С той стороны зашаркали тапки, мигнуло круглое окошко смотрового глазка, потом щёлкнул замок, и дверь открыла Наталья – Ольгина сестра. На ней висел длинный красный халат чужого размера, который был слабо завязан поясом. Она держала в руке большую расчёску, неспешно бороздила мокрые чёрные волосы, и гладко прилизанная голова удивительно походила на круглый мяч. На смуглом некрасивом лице не было ни грамма краски, и от горячей воды оно как бы припухло и стало ещё безобразней.
– Привет, – сказала Наталья и вовсе не удивилась моему приходу, удивилась другому. – Ого! Ты откуда такой? – и показала пальцем на мой синяк.
– С поезда... только что... – ответил я очень холодно.
Она неприятно улыбнулась, потому что некрасивые лица всегда рождают подобные улыбки, и спросила:
– Интересно, на каком маршруте раздают такие классные синяки?
– Москва – Петербург и обратно...
Я вдруг заметил, как она странно дёрнулась, а глаза – бусинки сощурились.
– Войти – то можно?
– Входи, – она шагнула в сторону, но совсем немного, почти оставшись на месте, словно в этом была какая – то игривая задумка.
Я пролез в прихожую и конечно задел Наталью – её задумка удалась, она цапнула меня за куртку, чтобы не упасть, и хитро усмехнулась.

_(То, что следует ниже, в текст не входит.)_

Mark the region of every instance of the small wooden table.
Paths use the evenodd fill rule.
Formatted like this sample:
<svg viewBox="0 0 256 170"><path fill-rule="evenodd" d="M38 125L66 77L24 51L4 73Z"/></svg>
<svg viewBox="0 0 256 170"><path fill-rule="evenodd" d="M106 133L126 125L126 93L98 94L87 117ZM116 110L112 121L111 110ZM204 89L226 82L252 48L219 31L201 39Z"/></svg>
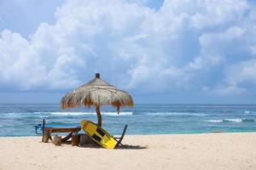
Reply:
<svg viewBox="0 0 256 170"><path fill-rule="evenodd" d="M48 142L49 139L50 139L50 141L52 141L51 133L69 133L66 137L61 139L61 142L66 142L72 137L73 133L78 133L80 130L81 130L80 127L75 127L75 128L44 127L44 133L42 136L42 141Z"/></svg>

– Тамара Петровна спит?. . – спросил я и рванул куртку из её пальцев.
– Мамы нет, она до утра в гостях, – с той же улыбкой ответила Наталья, убрала гребень в карман, облокотилась к стене и показала из – под халата смуглую ножку.
– Жаль... что в гостях...
– У тебя что – то важное?
– Вобщем... да...
– Скажи, передам.
Я внимательно посмотрел на неё:
– А знаешь, наверное, хорошо, что мама в гостях...
– Ты какой – то странный, Костик, и говоришь загадками, и синяк под глазом, а серьёзно – откуда он?
– Упал...
– На что? На большой кулак?
– На грабли наступил, а потом на них же упал, причём на свои собственные: Слушай, ты мне ничего более толкового не хочешь сказать?!
– Ты о чём? – её брови вздёрнулись, но прежнее спокойствие было удивительным.
– А ты сама подумай "о чём"!
– Не пойму тебя. Может горячего чайку с дороги? Или чего покрепче? Я действительно не знаю что предложить "толкового" в двенадцатом часу ночи. Тёплую постель? – Наталья была непроницаема, её спокойствие даже нельзя было назвать "спокойствием", это был абсолютный штиль.
Я не выдержал:
– Слушай, Наталья, заканчивай! Ты прекрасно понимаешь, о чём я! Я же только что видел, как ты дёрнулась при слове "Москва – Петербург", будто с тобой кто – то недавно обсуждал этот маршрут, и ты вспомнила! Не так ли?!
– Костик, ты действительно странный – возьми и сразу расскажи тебе, мало ли кто и что со мной обсуждал.
– Так – так, давай – давай! Можно и не сразу! – ухватился я. – Но всё – таки кто – то обсуждал?! Этот кто – то не твоя ли сестра, а? Говори – говори! А может у них были и другие маршруты?! Ты же в курсе всех дел, я чувствую! Тебе сестра молчать приказала, да?! – я упорно давил на неё.
– Ты, Костик, упал не на грабли, а на телеграфный столб, – ответила она, терпеливо выслушав меня, – почему я должна вот так просто всё рассказать? За какие коврижки?
– Коврижки?! – взбесился я и схватил её за горло всей пятернёй, но не сильно, а чуть – чуть. – Хорошо, что тебе надо взамен?! Я сейчас в таком состоянии, что запросто могу придушить, если будешь тянуть!
А Наталья вздохнула и протянула с невероятным сладострастием:
– Наконец – то... наконец – то я чувствую твою руку... я давно хотела этого... я всегда думала: неужели эта рука так несправедливо будет ласкать только одну мою сестру?. .
– Что – что – о – о?!
– "Что – что", – передразнила она и положила свои мягкие пальцы на мою ладонь. – Дурачок, если возьмешь не за горло, а пониже, будет ещё лучше, вот что, – и она быстро скользнула моей ладонью на свою грудь.
– А ну, пусти! – крикнул я и вырвался. – А ты, погляжу, яблочко не лучше своей старшей сестры, недалеко упало от гнилого дерева!
– Я хоть яблочко, а ты лопух придорожный, на который кое – кто постоянно гадит. Я, Костик, действительно в курсе всех дел и знаю ТАКОЕ, что у тебя волосы дыбом встанут, даже представить себе не можешь, лопушок ты мой.